House Republicans face criticism for attaching rider to US EPA's funding bill that appear to dismantle environmental protections

Amid the distraction of prolonged debt ceiling negotiations in Washington, DC, Republican members of Congress have introduced a slew of amendments to fiscal year (FY) 2012 appropriations legislation that will cripple the US Environmental Protection Agency (EPA), Democrats and environmental groups are warning. 

They cite numerous amendments that have made it into the EPA appropriations bill now under consideration by the House of Representatives, including one that would require the agency to make changes to its Integrated Risk Information System (IRIS), a public database that provides science-based human health assessments on over 540 chemical substances. Democrats on the Appropriations Committee say the amendment aims to fuel doubts about the programme that highlights the health threats posed by environmental contaminants. 


The EPA is caught in a tug of war over its ability to regulate industry

Among the dozens of other amendments that have come under fire is one that removes the EPA’s ability under the Clean Air Act to implement vehicle fuel economy and greenhouse gas emission standards for cars made after 2016, and one that forbids funding for the agency to regulate certain levels of particulate matter. Another divisive amendment would alter the Clean Water Act to eliminate requirements that chemical companies obtain permits for pesticides entering waterways, and a separate one would cut $20 million (?12 million) from the EPA’s Science and Technology programmes. 

White House pushback 

Meanwhile, the White House has vowed to veto the bill if it contains these controversial riders. The Obama administration said the legislation doesn’t provide sufficient funding for the EPA to implement its core mission of protecting human health and the environment. 

In particular, the administration criticised the legislation for withholding funding for the EPA to take administrative action following its assessment of risk for certain chemicals. ’This provision would delay scientific assessment of environmental contaminants and could delay regulatory or other agency actions designed to protect public health,’ its statement concluded. 

Opponents suggest that Republicans introduced these amendments to protect corporate interests, in exchange for financial and political support. 

’The same industries that filled the coffers of Tea Party candidates are finally seeing their investments paying dividends in the form of relaxed regulations for air and water pollution,’ says Marty Hayden, Earthjustice’s vice president of policy and legislation. 

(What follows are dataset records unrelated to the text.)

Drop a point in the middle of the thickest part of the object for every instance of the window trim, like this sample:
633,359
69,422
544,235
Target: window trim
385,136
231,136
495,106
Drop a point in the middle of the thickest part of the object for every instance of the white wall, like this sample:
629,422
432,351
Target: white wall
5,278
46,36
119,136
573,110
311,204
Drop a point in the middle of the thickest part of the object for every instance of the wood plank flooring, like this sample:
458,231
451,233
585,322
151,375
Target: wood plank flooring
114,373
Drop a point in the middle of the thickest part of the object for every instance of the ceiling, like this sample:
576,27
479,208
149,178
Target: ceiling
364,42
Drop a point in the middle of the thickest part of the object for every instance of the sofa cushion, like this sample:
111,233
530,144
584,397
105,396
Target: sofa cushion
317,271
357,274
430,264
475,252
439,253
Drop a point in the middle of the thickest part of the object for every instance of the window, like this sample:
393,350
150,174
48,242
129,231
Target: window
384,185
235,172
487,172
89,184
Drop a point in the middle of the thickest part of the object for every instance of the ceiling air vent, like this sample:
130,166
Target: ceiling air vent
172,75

However, House Republican leaders insist that their goal is to rein in spending and over-regulation. Addressing the House floor on 25 July, Appropriations Committee Chairman Representative Hal Rogers said the EPA has ’lost grips with economic reality and has become the epitome of the continued and damaging regulatory overreach’. 

Reining in EPA spending 

The chairman of the House Appropriations subcommittee that funds the EPA, Mike Simpson, concurred. In his floor remarks, Simpson opposed what he described as the EPA’s efforts ’to control nearly every industry’ in the US. ’Wherever I go, the biggest complaint I hear about the federal government is about how the EPA is creating economic uncertainty and killing jobs,’ Simpson stated. 

The EPA’s own analysis indicates that its new and more stringent ozone standards - which were slated for this summer but have been delayed temporarily - will impose up to $90 billion in compliance costs annually. 

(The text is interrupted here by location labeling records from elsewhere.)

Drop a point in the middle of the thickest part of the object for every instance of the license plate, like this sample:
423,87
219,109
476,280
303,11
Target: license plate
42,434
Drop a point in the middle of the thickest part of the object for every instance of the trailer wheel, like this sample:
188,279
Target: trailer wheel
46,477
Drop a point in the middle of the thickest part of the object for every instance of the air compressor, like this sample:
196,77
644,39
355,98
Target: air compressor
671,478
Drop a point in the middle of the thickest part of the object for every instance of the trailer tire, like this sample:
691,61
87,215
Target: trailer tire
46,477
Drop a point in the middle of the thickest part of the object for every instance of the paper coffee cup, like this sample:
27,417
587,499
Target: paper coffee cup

Meanwhile, the independent US National Research Council (NRC) has urged the EPA in a report delivered on 2 August to incorporate sustainability into its decision-making. The NRC’s proposed sustainability framework pushes the agency to move beyond its traditional approach of basing actions almost solely on risk assessment and management, and to take up a more proactive role. NRC said its proposed sustainability approach will more adequately address many of the most complex modern problems, like depletion of natural resources, climate change, and loss of biodiversity. 

NRC concluded that the potential economic value of sustainability to the US lies not only in decreasing environmental risks, but also in optimising the social and economic benefits of environmental protection. 

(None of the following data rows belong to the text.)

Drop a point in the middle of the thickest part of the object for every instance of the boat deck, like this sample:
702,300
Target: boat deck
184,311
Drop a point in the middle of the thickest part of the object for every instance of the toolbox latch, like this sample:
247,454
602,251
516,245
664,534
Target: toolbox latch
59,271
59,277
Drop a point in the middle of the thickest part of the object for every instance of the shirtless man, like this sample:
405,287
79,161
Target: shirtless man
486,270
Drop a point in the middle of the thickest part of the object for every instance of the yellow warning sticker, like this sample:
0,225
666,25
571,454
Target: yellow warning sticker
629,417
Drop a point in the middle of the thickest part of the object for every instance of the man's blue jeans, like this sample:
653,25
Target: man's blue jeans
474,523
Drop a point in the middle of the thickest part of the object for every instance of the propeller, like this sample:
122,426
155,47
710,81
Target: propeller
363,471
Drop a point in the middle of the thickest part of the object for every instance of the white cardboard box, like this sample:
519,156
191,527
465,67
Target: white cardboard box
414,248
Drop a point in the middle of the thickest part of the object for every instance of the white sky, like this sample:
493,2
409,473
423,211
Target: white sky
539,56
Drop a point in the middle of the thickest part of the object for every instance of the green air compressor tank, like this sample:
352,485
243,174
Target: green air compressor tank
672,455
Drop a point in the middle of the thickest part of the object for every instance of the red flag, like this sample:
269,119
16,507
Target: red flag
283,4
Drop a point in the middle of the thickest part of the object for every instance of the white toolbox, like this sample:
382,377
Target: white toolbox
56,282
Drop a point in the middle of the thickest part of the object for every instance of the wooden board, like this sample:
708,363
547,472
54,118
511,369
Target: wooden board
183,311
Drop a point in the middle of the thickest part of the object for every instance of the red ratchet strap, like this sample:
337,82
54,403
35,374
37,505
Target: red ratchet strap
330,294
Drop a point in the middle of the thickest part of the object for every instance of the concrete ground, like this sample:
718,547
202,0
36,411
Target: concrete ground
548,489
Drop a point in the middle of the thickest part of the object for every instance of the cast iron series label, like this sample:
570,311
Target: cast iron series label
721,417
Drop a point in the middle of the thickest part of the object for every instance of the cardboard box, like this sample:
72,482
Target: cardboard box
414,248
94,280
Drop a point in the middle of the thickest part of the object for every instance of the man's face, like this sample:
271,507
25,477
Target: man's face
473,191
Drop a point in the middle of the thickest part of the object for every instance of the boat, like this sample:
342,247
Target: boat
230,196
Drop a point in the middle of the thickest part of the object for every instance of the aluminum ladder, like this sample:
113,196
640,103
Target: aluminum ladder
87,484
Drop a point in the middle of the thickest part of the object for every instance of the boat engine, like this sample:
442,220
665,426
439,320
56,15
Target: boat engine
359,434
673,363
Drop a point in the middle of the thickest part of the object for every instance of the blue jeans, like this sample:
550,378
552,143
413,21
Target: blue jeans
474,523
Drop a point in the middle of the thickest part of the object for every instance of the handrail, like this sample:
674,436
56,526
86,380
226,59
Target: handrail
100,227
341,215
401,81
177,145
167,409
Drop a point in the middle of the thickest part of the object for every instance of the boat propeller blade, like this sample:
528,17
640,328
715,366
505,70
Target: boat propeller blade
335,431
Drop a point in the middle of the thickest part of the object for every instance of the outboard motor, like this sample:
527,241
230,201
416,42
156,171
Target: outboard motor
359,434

But Democrats call the current House of Representatives the most ’anti-environment’ in history. They say the Republican-controlled House has voted 110 times to undermine the protection of the environment this year, which include votes to deny that climate change is occurring. 

The appropriations bill in question is now stalled in the House, with lawmakers having departed for the August recess. These contentious amendments could end up being factored into the final negotiations on the EPA’s budget.